I think it is a new method. For the times when the depth of the entry in the transposition table isn't high enough to warrant an immediate return or adjusting of alpha or beta:
j.t. wrote: ↑Mon Aug 02, 2021 4:47 pm
I think it is a new method. For the times when the depth of the entry in the transposition table isn't high enough to warrant an immediate return or adjusting of alpha or beta:
func hashResultFutilityMargin(depthDifference: Ply): Value =
if depthDifference >= 5.Ply: return valueInfinity
depthDifference.Value * 200
func search(..., depth: Ply): Value =
...
let hashResult = hashTable.get(position.zobristKey)
if (not hashResult.isEmpty) and height > 0 and (alpha > -valueInfinity or beta < valueInfinity):
if hashResult.depth >= depth:
... # do your normal hash table stuff
else:
# hash result futility pruning
let margin = hashResultFutilityMargin(depth - hashResult.depth)
var
noisyAlpha = alpha
noisyBeta = beta
if hashResult.nodeType != upperBound:
noisyAlpha = max(noisyAlpha, hashResult.value - margin)
if hashResult.nodeType == upperBound:
noisyBeta = min(noisyBeta, hashResult.value + margin)
if noisyAlpha >= noisyBeta:
return noisyAlpha
...
Seems to give 10 - 20 Elo in Nalwald.
EDIT: after reading over it again, I noticed that I still don't understand why it works, so I am testing again ...
I cannot recall his name which is bad, but an SF contributer, I think his name was Donald something, tried this in Stockfish a while back. The aim was to only do it using when ttdepth = depth - 1, to try to still prune. Might be able to dig up that data if it comes to mind.
#WeAreAllDraude #JusticeForDraude #RememberDraude #LeptirBigUltra "Those who can't do, clone instead" - Eduard ( A real life friend, not this forum's Eduard )
I tried this quick in Zahak, didn't see much change... I have the feeling that this competes with aspiration window in a way, which might be the reason I didn't notice a difference?
Update: a test with 5000 games revealed the following: 13.1 +/- 6.6
Which is good news and bad news. Good news: an idea works that I for once didn't get from chessprogramming.org, bad news: I can't get rid of this without feeling guilty of making Nalwald worse (and I want to get rid of this, because it is too much ugly code for the little Elo it gives).
Hash table scores are unreliable due to the nature of AB. In the 90's for a long time I had a hash table reduction if the hash table score for a position went down with 0.50 or more. Much later with much better hardware (more games) it became clear it was an unsound idea.

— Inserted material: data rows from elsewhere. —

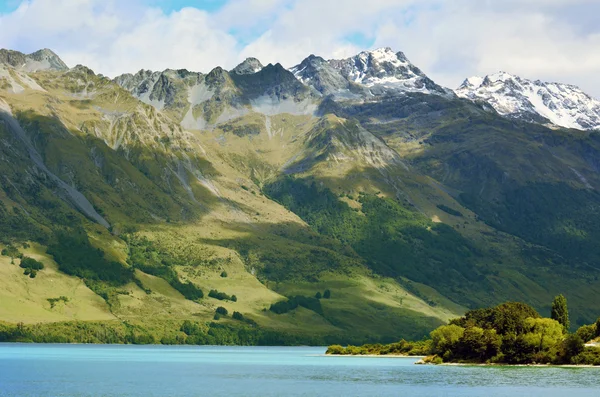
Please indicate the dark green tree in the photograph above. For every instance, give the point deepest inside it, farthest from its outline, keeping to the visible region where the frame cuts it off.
(221, 310)
(560, 312)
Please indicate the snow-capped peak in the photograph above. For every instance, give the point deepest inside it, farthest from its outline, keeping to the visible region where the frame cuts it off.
(379, 72)
(560, 104)
(249, 66)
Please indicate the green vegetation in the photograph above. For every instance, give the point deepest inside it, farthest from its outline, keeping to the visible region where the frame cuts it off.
(54, 301)
(30, 263)
(293, 302)
(402, 348)
(449, 210)
(560, 312)
(12, 251)
(75, 256)
(510, 333)
(394, 240)
(221, 296)
(221, 310)
(144, 255)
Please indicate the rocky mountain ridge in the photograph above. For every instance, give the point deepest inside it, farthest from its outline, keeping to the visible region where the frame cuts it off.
(359, 175)
(534, 101)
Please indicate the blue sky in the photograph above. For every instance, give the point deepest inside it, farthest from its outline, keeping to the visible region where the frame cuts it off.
(450, 40)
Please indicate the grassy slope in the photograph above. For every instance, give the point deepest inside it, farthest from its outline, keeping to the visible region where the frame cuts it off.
(223, 221)
(26, 300)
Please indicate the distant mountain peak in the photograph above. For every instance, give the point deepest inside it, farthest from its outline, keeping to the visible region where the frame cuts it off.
(249, 66)
(379, 72)
(563, 105)
(43, 59)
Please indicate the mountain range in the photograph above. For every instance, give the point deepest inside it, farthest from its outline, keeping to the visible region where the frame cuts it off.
(408, 201)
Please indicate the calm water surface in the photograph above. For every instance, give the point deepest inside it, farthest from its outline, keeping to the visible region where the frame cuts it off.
(107, 371)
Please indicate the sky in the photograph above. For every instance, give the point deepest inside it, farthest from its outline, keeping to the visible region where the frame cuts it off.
(450, 40)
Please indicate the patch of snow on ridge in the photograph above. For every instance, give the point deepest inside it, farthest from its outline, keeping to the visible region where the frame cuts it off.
(562, 104)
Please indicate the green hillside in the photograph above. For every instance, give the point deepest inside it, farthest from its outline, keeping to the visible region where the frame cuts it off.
(408, 209)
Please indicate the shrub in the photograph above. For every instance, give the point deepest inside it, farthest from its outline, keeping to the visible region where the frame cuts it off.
(12, 252)
(221, 295)
(30, 263)
(54, 301)
(190, 328)
(587, 332)
(238, 316)
(221, 310)
(335, 349)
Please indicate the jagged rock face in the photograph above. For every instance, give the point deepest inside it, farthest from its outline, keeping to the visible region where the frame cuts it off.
(534, 101)
(249, 66)
(158, 89)
(40, 60)
(378, 72)
(318, 73)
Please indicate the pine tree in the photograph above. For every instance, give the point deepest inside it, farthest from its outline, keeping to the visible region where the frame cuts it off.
(560, 312)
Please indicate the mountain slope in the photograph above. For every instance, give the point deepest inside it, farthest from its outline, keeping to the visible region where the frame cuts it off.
(167, 193)
(360, 176)
(370, 73)
(535, 101)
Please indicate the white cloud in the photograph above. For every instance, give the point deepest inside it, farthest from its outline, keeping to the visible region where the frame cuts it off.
(449, 39)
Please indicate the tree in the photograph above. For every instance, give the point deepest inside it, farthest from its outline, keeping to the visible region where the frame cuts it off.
(560, 312)
(587, 332)
(445, 338)
(221, 310)
(544, 333)
(572, 346)
(238, 316)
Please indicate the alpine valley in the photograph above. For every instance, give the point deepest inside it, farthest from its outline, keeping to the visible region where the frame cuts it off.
(350, 200)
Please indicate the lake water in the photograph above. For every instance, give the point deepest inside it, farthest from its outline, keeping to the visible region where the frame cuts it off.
(110, 371)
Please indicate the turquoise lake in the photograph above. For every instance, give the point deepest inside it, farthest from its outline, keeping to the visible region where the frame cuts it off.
(107, 371)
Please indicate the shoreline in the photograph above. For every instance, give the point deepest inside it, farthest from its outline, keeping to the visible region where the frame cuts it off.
(464, 364)
(517, 365)
(372, 355)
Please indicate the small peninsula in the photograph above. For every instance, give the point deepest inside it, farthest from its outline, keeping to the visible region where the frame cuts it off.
(512, 333)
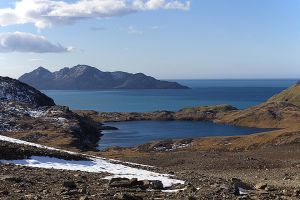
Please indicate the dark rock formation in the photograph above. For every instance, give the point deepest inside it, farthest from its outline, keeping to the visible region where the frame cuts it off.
(83, 77)
(14, 90)
(290, 95)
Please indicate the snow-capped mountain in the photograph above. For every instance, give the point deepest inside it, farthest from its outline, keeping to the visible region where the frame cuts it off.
(84, 77)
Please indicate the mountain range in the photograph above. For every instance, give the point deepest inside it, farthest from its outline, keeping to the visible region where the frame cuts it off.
(84, 77)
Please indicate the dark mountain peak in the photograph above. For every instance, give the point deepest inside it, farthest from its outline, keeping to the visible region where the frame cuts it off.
(86, 77)
(14, 90)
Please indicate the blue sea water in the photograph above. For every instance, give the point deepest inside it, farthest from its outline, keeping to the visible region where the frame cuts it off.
(133, 133)
(239, 93)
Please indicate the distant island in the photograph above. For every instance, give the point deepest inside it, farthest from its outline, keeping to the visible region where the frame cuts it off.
(84, 77)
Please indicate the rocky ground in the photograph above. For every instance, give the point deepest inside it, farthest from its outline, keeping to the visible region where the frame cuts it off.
(34, 183)
(50, 125)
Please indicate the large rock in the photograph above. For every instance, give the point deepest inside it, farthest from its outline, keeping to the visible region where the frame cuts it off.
(290, 95)
(14, 90)
(83, 77)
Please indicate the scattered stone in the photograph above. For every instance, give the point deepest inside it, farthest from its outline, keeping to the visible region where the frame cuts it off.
(125, 196)
(237, 184)
(83, 198)
(190, 188)
(297, 192)
(69, 184)
(260, 186)
(156, 185)
(119, 182)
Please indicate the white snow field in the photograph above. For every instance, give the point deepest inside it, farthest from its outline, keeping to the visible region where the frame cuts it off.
(95, 164)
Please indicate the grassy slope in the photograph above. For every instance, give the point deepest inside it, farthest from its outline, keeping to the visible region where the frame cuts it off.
(290, 95)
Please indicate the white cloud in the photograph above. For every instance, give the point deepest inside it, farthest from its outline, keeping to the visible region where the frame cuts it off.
(35, 59)
(27, 42)
(134, 30)
(46, 13)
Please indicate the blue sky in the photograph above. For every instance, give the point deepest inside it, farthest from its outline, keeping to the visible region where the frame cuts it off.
(201, 40)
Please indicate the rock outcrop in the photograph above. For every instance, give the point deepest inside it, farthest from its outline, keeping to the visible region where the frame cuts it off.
(290, 95)
(14, 90)
(83, 77)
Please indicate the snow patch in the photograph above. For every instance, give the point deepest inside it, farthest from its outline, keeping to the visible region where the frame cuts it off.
(95, 165)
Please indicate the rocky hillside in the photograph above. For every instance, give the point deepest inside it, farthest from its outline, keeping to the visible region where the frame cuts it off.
(28, 114)
(14, 90)
(83, 77)
(290, 95)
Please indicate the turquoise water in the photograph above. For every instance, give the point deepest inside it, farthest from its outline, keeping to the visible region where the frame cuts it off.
(239, 93)
(133, 133)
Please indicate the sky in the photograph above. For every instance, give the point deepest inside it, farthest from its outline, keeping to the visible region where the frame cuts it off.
(167, 39)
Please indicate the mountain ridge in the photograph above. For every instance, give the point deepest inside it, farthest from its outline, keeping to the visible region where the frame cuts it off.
(85, 77)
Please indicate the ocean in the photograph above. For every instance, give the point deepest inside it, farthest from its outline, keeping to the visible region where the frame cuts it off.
(239, 93)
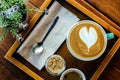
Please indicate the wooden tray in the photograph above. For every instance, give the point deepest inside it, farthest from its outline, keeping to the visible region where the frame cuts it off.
(92, 69)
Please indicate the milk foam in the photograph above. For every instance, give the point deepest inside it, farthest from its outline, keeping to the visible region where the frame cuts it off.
(89, 37)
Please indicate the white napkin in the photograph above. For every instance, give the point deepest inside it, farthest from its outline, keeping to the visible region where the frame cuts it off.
(55, 38)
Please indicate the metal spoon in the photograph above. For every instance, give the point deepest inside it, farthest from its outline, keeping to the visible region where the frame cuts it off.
(38, 47)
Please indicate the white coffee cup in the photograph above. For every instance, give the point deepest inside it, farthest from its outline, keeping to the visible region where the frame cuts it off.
(79, 72)
(87, 40)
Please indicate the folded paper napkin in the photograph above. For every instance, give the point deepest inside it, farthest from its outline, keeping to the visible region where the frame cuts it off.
(55, 38)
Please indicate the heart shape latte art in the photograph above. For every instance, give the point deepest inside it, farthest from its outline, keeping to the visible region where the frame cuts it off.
(88, 36)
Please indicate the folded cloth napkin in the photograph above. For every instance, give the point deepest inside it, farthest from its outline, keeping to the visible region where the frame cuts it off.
(55, 38)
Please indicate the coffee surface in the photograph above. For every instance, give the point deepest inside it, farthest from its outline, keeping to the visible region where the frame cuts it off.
(72, 76)
(86, 40)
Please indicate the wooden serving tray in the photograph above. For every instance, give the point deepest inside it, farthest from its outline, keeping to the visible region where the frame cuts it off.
(92, 69)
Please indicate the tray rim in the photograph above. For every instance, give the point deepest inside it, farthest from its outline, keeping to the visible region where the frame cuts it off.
(86, 11)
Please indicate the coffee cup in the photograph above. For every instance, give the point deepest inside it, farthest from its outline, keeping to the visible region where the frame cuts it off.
(87, 40)
(72, 74)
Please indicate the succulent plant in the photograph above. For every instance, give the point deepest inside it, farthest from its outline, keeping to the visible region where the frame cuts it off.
(12, 13)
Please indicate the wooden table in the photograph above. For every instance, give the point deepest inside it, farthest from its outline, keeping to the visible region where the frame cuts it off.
(110, 8)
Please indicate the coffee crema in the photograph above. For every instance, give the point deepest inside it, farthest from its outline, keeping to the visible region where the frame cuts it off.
(87, 39)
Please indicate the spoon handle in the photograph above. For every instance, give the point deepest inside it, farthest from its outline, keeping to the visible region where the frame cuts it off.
(51, 27)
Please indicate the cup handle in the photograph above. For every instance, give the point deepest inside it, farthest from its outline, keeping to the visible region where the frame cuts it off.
(110, 36)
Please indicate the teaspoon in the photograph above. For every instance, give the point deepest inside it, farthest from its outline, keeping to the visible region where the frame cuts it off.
(38, 47)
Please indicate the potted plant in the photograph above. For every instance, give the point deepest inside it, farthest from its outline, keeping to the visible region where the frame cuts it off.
(12, 17)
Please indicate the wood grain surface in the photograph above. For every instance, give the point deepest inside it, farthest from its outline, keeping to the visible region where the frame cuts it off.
(110, 8)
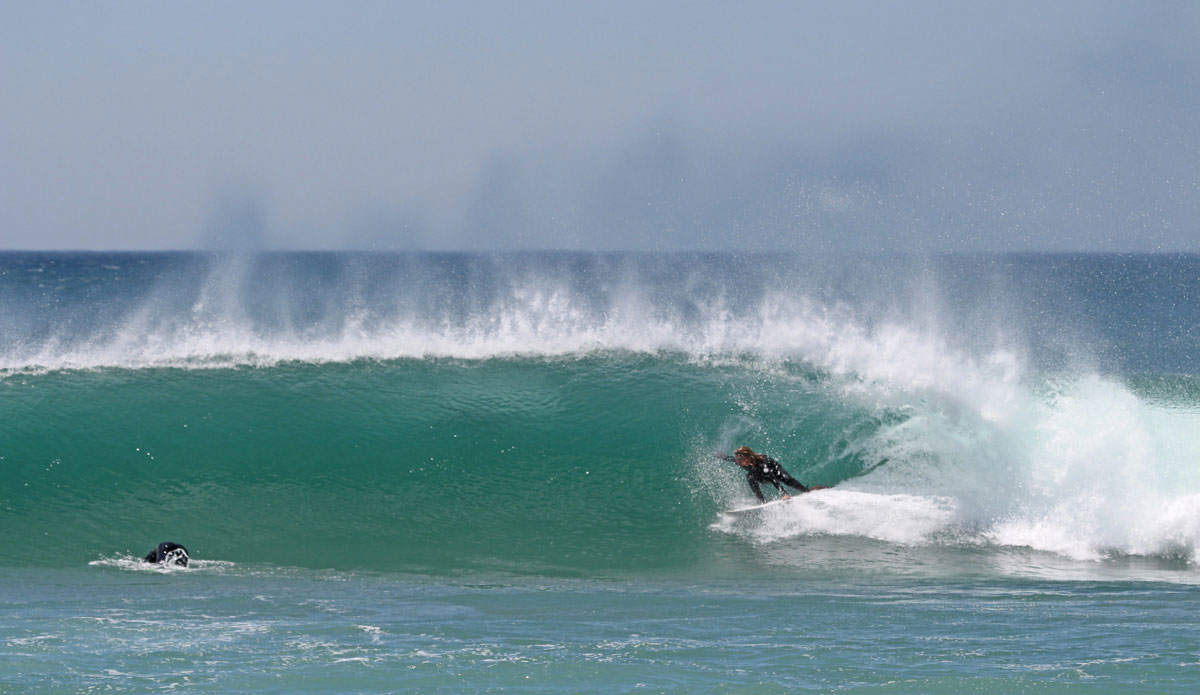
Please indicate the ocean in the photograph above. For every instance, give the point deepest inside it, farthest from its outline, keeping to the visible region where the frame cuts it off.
(497, 473)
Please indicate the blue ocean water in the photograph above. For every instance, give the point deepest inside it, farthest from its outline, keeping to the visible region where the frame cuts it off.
(495, 473)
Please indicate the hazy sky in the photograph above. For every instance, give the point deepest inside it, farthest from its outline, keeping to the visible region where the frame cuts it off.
(810, 126)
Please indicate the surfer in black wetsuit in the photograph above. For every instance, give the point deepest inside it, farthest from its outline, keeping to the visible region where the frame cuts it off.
(168, 553)
(761, 468)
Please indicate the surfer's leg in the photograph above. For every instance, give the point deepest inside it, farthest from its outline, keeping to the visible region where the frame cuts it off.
(755, 489)
(793, 483)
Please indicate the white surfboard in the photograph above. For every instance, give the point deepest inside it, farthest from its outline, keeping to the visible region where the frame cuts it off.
(756, 507)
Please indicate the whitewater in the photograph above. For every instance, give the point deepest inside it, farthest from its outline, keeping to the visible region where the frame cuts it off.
(522, 444)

90% of coding is debugging, the other 10% is writing bugs.
After reading this again, I believe it is basically reverse futility pruning, but using search instead of eval... which can actually be much safer to perform than futility pruning... the only things I may suggest are:
- make sure that position is not in check (in other words, pruning is allowed)
- it is not pv node
- hash-depth is > 3 (so it has meaningful data)
I tried this on a machine (the slower one), and it was going the right way. Then was encouraged and moved it to a more powerful machine with more cores to see the result faster, and bit it somehow had a very bad result against master
So as Ed said, probably TT is too unreliable to be used for pruning?
Rebel wrote: ↑Tue Aug 03, 2021 10:09 am
Hash table scores are unreliable due to the nature of AB. In the 90's for a long time I had a hash table reduction if the hash table score for a position went down with 0.50 or more. Much later with much better hardware (more games) it became clear it was an unsound idea.
Reply to self -
I retried the (above) idea, -15 elo.
I tried the opposite reduce less if the tt-score went up with 0.50, small regression.
I tried it as simple as possible, if tt_score > eval score reduce less, small improvement.
90% of coding is debugging, the other 10% is writing bugs.
amanjpro wrote: ↑Wed Aug 04, 2021 12:59 pm
I tried this on a machine (the slower one), and it was going the right way. Then was encouraged and moved it to a more powerful machine with more cores to see the result faster, and bit it somehow had a very bad result against master
So as Ed said, probably TT is too unreliable to be used for pruning?
I tried limiting to hashResult.depth > 3 and also only when beta - alpha == 1 (which removes some non pv nodes from this method), they both didn't add anything. When not search positions that are in check, it got worse (like 5 Elo).